Questions about smoothness and determinacy of stochastic processes Recently I've been dealing with a problem involving stochastic processes. However, I found myself not so familiar with this topic. I have the following two questions regarding whether there is a canonical way to define smoothness, and whether there is a way to uniquely determine a stochastic process.

*

*By definition, a stochastic process can be considered as a random variable that is evolving along time. Now assume $K\subset{R}$ is compact. Let us consider a stochastic process $X(t, \beta)$, where $t$ is the time; and for any fixed $t$, $X(t, \beta)$ is a random variable subject to a distribution $\mathbb{F}(\beta)$ with $\beta\in K$. What is the canonical way to define the continuity/smoothness of $X(t, \beta)$ with respect to $t$ so that this stochastic process can be considered as a `dynamical system of random variable'?

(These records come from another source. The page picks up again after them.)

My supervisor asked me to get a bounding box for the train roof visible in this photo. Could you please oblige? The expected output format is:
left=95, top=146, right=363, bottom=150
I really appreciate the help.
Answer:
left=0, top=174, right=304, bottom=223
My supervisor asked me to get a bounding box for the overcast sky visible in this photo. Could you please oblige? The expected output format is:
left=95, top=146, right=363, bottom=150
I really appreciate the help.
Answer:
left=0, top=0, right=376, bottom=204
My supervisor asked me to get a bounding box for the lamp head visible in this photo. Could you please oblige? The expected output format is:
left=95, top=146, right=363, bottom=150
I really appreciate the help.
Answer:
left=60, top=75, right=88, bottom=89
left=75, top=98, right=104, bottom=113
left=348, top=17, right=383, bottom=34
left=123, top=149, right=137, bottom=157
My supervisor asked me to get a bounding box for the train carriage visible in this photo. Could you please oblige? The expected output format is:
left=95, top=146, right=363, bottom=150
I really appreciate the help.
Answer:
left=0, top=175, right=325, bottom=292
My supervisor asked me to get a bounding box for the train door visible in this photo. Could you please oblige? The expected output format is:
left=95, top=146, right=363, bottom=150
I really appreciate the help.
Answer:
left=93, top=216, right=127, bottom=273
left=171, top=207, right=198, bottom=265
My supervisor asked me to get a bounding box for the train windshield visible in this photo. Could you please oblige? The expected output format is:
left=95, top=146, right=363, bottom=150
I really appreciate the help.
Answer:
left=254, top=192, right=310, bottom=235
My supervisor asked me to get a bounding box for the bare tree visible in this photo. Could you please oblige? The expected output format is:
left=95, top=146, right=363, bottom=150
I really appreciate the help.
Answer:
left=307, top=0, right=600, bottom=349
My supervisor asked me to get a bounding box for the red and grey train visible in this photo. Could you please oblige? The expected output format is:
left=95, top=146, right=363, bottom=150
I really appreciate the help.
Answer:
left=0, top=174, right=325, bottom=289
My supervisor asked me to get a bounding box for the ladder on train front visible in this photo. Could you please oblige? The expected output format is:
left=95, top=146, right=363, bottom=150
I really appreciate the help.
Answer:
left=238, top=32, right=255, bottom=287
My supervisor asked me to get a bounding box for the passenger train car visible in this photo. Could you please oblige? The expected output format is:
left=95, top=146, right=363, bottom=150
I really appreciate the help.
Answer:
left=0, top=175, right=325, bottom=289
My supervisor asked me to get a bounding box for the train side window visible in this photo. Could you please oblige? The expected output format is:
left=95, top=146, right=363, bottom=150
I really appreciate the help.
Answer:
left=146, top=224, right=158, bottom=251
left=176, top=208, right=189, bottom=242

*For a random variable $X$ (with the assumption that its distribution is nice enough), we can uniquely recover its distribution through its moment generating function (MGF). Is there any tool, like the MGF of random variable, to uniquely determine a stochastic process?
 A: 
By definition, a stochastic process can be considered as a random
variable that is evolving along time.

Your "definition" is not nearly precise enough to allow you to consider the questions you're asking.
Try looking up the actual standard definition and you'll find your questions have standard answers.
A stochastic process is a function
$$
X(t, \omega) : [0, \infty) \times \Omega \rightarrow \mathbb{R},
$$
where $(\Omega, \mathcal{F}, P)$ is a probability space, such that $X$ is measurable in $(t, \omega)$.
(Same definition in the discrete-time case, after replacing $[0, \infty)$ by $\mathbb{N}$.)

What is the canonical way to define the continuity...of
$X(t,\omega)$ with respect to $t$...?

$X(t,\omega)$ is said to have continuous sample paths almost surely, or continuous almost surely, if
$X(t, \omega) : [0, \infty) \rightarrow \mathbb{R}$ is continuous for almost all $\omega$, i.e. for all $\omega$ in an event with probability one.

For a random variable X (with the assumption that its distribution is
nice enough), we can uniquely recover its distribution through its
moment generating function (MGF). Is there any tool, like the MGF of
random variable, to uniquely determine a stochastic process?

No, the generalization to stochastic processes of a distribution of a r.v. is the law of the process. There's no functionals that plays the same role that MGF, or the characteristic function, plays for r.v.'s, and
characterizes the law of the process.
Indeed, you should not expect such a functional to exist.
The distribution of a r.v. is a probability measure on the real line---it is the push-forward measure given by a random variable.
In the case where $X(t, \omega)$ is continuous in $t$ for all $\omega$, the law of $X$ is a probability measure on $C[0, \infty)$, the set of continuous functions on $[0, \infty)$. This is an infinite dimensional set and very different from the real line.
("...with the assumption that its distribution is nice enough" is not quite correct.
The characteristic function always characterizes the distribution. It is true that, in order to recover the moments from the derivatives, you need to assume distribution is somewhat regular.)